You're right, our energy solution moving forward should be a combination of different sources. However, issues with renewable energy such as intermittency (you need to build ~4x the required capacity to account for efficiency issues) and practicality (some states simply don't receive much wind/sunlight) means that it is incredibly unlikely that it will be able to meet the bulk of our energy needs. Nuclear energy can. The current split for energy in the US is around 70-20-10 (fossil/nuclear/renewable). I would advocate for something like a 70-30 (nuclear/renewable) split, with renewable only at 30 because countrywide that's probably the highest feasible %. If we can get that % higher, great, but we won't be able to phase out fossil fuels (which should be our overarching energy priority) without investment into nuclear.

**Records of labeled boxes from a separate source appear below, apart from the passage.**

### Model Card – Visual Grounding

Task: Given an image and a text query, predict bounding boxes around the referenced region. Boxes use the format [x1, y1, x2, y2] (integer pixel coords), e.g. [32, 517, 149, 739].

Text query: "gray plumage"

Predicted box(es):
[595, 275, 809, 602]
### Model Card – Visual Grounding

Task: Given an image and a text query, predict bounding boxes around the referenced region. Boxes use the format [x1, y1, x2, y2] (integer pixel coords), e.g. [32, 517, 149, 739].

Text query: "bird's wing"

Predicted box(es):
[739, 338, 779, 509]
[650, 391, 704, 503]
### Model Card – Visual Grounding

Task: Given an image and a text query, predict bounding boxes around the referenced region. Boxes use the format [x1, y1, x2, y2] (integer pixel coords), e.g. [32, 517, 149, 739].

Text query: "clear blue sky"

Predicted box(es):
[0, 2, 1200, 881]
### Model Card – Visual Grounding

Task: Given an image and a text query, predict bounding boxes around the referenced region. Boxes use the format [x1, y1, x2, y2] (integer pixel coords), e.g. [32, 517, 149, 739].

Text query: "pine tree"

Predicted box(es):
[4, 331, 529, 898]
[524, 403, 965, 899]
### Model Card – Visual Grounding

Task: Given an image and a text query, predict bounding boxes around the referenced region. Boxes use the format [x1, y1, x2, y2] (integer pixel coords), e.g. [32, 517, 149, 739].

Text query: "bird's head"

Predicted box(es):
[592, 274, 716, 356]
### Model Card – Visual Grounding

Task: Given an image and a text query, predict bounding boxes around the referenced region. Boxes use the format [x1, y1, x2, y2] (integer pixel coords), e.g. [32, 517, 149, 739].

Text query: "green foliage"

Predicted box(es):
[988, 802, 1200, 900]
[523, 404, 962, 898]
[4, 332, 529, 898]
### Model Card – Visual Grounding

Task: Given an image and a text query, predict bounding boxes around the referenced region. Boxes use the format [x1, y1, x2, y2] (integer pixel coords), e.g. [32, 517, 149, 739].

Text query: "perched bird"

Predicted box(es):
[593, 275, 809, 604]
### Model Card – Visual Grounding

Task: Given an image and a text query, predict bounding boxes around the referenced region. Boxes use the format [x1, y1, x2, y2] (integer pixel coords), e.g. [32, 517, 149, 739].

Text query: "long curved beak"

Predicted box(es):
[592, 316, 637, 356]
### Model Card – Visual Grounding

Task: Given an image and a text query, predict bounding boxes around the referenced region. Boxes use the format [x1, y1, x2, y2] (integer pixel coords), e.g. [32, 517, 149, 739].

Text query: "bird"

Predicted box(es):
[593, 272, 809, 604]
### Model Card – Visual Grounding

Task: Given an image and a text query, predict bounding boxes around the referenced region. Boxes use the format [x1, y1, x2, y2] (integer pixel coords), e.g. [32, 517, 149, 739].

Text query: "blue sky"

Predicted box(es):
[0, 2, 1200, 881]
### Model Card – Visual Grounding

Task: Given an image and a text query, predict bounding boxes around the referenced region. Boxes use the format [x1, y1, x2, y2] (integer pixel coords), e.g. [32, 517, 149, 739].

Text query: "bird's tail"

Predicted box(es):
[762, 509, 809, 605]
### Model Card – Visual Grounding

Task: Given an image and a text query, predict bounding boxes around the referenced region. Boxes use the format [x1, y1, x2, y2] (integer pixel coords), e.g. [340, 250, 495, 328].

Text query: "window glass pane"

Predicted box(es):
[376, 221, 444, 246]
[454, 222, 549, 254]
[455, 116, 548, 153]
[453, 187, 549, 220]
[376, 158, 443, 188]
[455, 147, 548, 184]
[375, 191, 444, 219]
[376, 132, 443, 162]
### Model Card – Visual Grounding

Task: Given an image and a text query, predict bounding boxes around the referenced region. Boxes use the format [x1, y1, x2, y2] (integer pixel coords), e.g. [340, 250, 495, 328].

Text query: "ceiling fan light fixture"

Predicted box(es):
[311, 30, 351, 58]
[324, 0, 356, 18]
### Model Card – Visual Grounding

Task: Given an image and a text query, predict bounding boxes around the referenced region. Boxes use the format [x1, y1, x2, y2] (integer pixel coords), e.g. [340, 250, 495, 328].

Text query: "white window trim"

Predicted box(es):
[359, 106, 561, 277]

I'd also like to add that funding into nuclear does not just mean fission. While the current major international effort into fusion (ITER) is currently way overbudget and is not even thinking about commercialization until 2050 onwards, fusion represents the pinnacle of energy production. It essentially bypasses a layer of inefficiency present in wind/fossil/solar by going straight to the source, fusion as it occurs in the sun.
 
But, again, I'm sure you'd have said the same thing if you lived in Japan, right before you and 100,000 others were evacuated, and your house and belongings left behind in what will be a contaminated nuclear wasteland for a few decades. The total costs will exceed $100 billion, perhaps more than double that. Those kinds of costs would fund a lot of 'green' subsidies....
And the 'green subsidies' will be as wasted as those previous handouts. If people live in constant fear of tsunami earthquakes, no houses would have been built there, or in California and most places in the world, for that matter.

I agree the risks are small, which is why I spend no time worrying about the risk from the local nuclear plant. Just see no reason to prefer nuclear over the alternatives, which don't carry a 12 figure risk of loss, unknown risk of loss of lives, should they 'fail.' Especially since nuclear energy wouldn't exist without taxpayer subsidies and backstop for the losses in the event of a disaster.
Life has risks and we can acknowledge that without living in fear of natural disasters. There has been reference to the "Three Mile Island disaster" in which no one was injured or exposed to radiation, but enough was made of it to slow down its development for years. Barring a combination of tsunami/earthquake proportions they are among the safest and practical sources of energy for heavily populated areas.